I am using the acast
function within Hadley's reshape2
package to transform a flattened dataset (queried from SQL Server) into a term-document matrix like so:
## Load packages
require("reshape2")
require("plyr")
require("RODBC")
require("lsa")
## Get flattened term-frequency data:
Terms <- read.csv(url("https://dl.dropboxusercontent.com/u/263772/flat_dtm.csv"), header = T)
names(Terms) <- c("id", "Term", "Frequency")

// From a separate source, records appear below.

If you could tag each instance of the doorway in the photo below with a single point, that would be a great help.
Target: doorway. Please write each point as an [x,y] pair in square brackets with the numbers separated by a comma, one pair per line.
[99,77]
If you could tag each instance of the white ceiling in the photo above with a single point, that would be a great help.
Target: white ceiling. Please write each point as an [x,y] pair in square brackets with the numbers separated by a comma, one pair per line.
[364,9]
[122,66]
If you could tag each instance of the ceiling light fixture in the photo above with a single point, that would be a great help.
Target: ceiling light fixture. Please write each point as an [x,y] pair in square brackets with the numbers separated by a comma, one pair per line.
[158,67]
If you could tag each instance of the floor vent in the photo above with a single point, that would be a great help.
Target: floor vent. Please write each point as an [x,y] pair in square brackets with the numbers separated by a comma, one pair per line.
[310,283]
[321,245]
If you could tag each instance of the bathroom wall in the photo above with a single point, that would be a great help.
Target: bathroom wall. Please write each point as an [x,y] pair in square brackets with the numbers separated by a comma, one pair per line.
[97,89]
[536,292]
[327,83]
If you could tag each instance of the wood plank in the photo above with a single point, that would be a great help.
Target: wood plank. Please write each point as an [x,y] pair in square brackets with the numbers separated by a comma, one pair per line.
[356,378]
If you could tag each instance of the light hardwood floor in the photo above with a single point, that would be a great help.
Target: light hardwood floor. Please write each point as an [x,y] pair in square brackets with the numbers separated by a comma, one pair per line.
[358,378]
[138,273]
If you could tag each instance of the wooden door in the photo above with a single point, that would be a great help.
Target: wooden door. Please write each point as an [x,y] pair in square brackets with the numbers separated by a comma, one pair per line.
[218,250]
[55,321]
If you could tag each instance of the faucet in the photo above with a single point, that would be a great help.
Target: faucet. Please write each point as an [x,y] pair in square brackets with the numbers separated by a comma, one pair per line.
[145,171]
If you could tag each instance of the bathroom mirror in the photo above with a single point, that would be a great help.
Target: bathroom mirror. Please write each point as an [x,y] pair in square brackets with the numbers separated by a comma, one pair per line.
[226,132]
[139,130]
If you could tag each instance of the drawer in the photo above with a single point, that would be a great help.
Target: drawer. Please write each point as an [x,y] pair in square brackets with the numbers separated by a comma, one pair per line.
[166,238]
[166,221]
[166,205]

system.time(terms.mtrx <- acast(Terms, id ~ Term, sum, value.var = 'Frequency')) # re-cast to a term-document matrix
The issue I'm bumping up against is that the dimensions of the terms.mtrx
are very large... 40,000 rows x 17,000 columns, and the matrix is very sparse.
> head(Terms)
id Term Frequency
1 resume-108008-34530496 enterprise data 2
2 resume-108008-34530496 enterprise data warehouse 2
3 resume-108008-34530496 etl 2
4 resume-108008-34530496 facility 1
5 resume-108008-34530496 faculty 1
6 resume-108008-34530496 financial 1
>
> dim(Terms)
[1] 6139039 3
Is there a faster (less memory-intensive) way to generate this matrix??